If the two sets of data are two independent samples, that's something different. . ..

Two-sample tests

Note: The t-statistic for the difference betwen two means IS NOT t-distributed, but it is pretty close under most conditions.

We use two-sample procedures when we are looking at two separate, independent samples and trying to make an inference about the difference between the two population means.

While most of the procedure is intuitive, the standard error and the number of degrees of freedom require a little explanation.

Std Error of the difference of the means:
Do you remenber how we can't add std deviations? And how the variance of the difference of two variables is the sum of the variances? Put it together for this problem.

Find each sample variance--(s/sqrt(n))^2. Add the two sample variances together. Take the square root. In these formulas, s1 is the sample std dev for the first sample, n1 is the size of the firs sample, etc.

Then the std error of the difference = sqrt( (s1^2/n1) + (s2^2/n2) ).

Degrees of freedom:
For the number of degrees of freedom, either use the number that the calculator or the computer calculates for you or use the more conservative minimum of n1-1 or n2-1.

Hypothesis:
Ho: mu1 = mu 2 which is equivalent to Ho: mu1 - mu2 = 0

Other than these little changes, the procedures are similar to those you've already practiced.



Pooled vs unpooled

This refers to the situations when you believe that the variances of the two populations should really be equal. Using a concept similar to our Law of Large Numbers, combining the standard deviations from the samples in a clever way creates an even stronger estimate for the ONE estimated standard deviation. This is pooling of variances.

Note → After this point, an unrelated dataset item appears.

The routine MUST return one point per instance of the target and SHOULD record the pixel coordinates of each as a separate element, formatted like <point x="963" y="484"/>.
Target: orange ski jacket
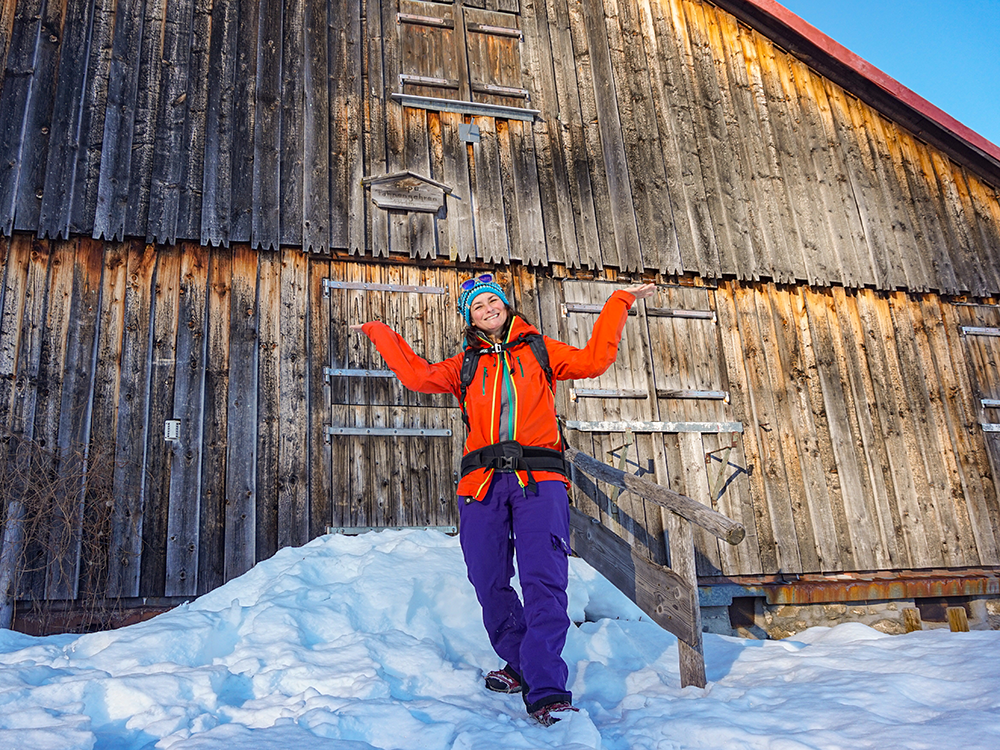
<point x="509" y="397"/>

Just because the means are the same we cannot assume that the variances are equal also.

We almost never pool variances of X-bar. You can generally leave your calculator set on UNPOOLED and forget about memorizing the formula. You can only pool variances if you are really sure that the variances are equal.

4 comments:

Mrs.L said...

Have you tried to perform a two-sample t-test on your calculator?

ihavenoideawhatsgoingon said...

heyyy so how do you do #1 on the practice test?

girlinstat said...

when you wanna find the degrees of freedom on your calc. i know you use T-interval and the things like what ms linner said about x bar=0, etc. but what order do you put it in? my calc. keeps saying argument!

ihavenoideawhatsgoingon said...

how do you do #3 on the online practice test?